En mérito de lo expuesto, el Consejo de Estado, Sala de lo Contencioso Administrativo, Sección Segunda, Subsección “A”, administrando justicia en nombre de la República y por autoridad de la ley,

FALLA

REVÓCASE PARCIALMENTE la sentencia del 10 de junio de 2004, proferida por la Sala de Descongestión del Tribunal Administrativo de Cundinamarca, Sección Segunda de la Subsección “D”, dentro del proceso promovido por Germán Gustavo Sáenz Castro, contra el Instituto de Desarrollo Urbano, IDU, sólo en cuanto denegó la nulidad del Oficio 063884 del 16 de agosto de 2001. En su lugar se dispone:

1º. DECLÁRASE la nulidad del Oficio 063884 del 16 de agosto de 2001, suscrito por la directora técnica de apoyo corporativo del Instituto de Desarrollo Urbano, IDU, sólo en cuanto se le denegó al señor Germán Gustavo Sáenz Castro la inclusión del 20% como gastos de coordinación para efectos de reliquidar sus prestaciones sociales.

2º. A título de restablecimiento del derecho, se ordena al Instituto de Desarrollo Urbano, IDU, reliquidar al señor Germán Gustavo Sáenz Castro, las prestaciones sociales a que legalmente tuvo derecho mientras permaneció en la institución, como aquellas que se produjeron por razón del retiro del servicio, incluyendo para el efecto el 20% que devengó como reconocimiento por coordinación, a partir del 21 de mayo de 1999, fecha en la cual comenzó a devengar dicho emolumento.

3º. La suma resultante de la condena en favor del señor Sáenz Castro, se actualizará, aplicando para ello la siguiente fórmula:

 

R = RH Índice final
 Índice inicial

 

Según la cual el valor presente de la condena (R) se determina multiplicando el valor histórico (Rh) que es la suma adeudada por la administración, por concepto de prestaciones sociales incluido el 20% de prima por coordinación, por el guarismo que resulta de dividir el índice final de precios al consumidor certificado por el DANE (vigente a la ejecutoria de esta sentencia) por el índice inicial (vigente para la fecha en que debió hacerse el pago).

La entidad demandada tendrá, al tenor del artículo 176 del Código Contencioso Administrativo, el término de 30 días contados a partir de la comunicación del precitado fallo y una vez se surtan las actuaciones de que trata el artículo 173 del Código Contencioso Administrativo, para adoptar las medidas necesarias para el cumplimiento de la sentencia.
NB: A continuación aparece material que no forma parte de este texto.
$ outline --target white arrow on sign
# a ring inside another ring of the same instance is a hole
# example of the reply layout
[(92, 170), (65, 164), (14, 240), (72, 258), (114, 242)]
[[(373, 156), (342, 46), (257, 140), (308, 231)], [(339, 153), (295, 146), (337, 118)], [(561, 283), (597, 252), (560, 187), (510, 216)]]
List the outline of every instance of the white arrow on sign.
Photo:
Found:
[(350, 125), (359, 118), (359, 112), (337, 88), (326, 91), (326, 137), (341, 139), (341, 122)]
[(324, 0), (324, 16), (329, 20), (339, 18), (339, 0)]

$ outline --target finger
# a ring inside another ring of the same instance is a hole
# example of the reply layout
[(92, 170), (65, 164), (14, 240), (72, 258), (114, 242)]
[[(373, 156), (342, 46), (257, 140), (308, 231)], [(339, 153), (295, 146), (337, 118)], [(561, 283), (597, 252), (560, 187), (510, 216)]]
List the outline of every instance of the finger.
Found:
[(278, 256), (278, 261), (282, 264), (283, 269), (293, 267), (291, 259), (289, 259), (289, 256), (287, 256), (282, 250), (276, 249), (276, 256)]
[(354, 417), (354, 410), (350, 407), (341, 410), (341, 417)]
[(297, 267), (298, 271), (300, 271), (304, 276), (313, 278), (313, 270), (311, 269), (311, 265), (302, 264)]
Durante este término de 30 días, la entidad deberá reconocer intereses comerciales sobre las cantidades líquidas resultantes de la condena.

CONFÍRMASE EN LO DEMÁS.

Devuélvase el expediente al tribunal de origen. Cópiese, notifíquese y cúmplase.

La anterior providencia fue estudiada y aprobada por la Sala en sesión celebrada en la fecha».

(1) La Resolución IDU J.D. 1 de 1994, derogó los artículos 2º, 3º y 4º.

(2) Sentencia del 24 de julio del 2008. Expediente 2481 de 2008, M.P. Gustavo Eduardo Gomez Aranguren.

(3) Según el Diccionario de la Real Academia de la Lengua Española significa remuneración adicional que corresponde a un cargo o un empleo.